When you invest a portion of your income on a regular basis, it doesn’t matter if the markets are going up or down because every time you buy you are forming an average cost. When you stop buying or you sell your portfolio to get out of the market, you no longer are averaging your basis. Some people get lucky and buy at the perfect time when the market bottoms. Most people do not do this. Some people are experts and have done very well, but they have the financial knowledge and tools needed in order to beat the market.

The bottom line is that it is possible to beat the market, but it’s not probable. For all practical purposes, you and I cannot beat the market. Some of you could do ok, but most will not.
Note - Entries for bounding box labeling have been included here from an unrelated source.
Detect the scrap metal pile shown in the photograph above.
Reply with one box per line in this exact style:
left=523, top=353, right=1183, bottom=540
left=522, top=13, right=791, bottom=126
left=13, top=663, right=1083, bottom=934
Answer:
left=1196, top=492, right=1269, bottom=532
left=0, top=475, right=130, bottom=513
The best thing for us to do is to get out of debt, save an emergency fund, and invest a portion of our income on a regular basis for many years. If you carry high-interest debt, just by paying this off you can beat the market! Why not do that?

Invest your money in a low-cost index fund and keep it invested. If you do this, you can almost match the market. This is how you time the market as far as I’m concerned. Don’t wait for the exact, perfect time to invest so that you can time the market. If you don’t plant the tree, it will not grow.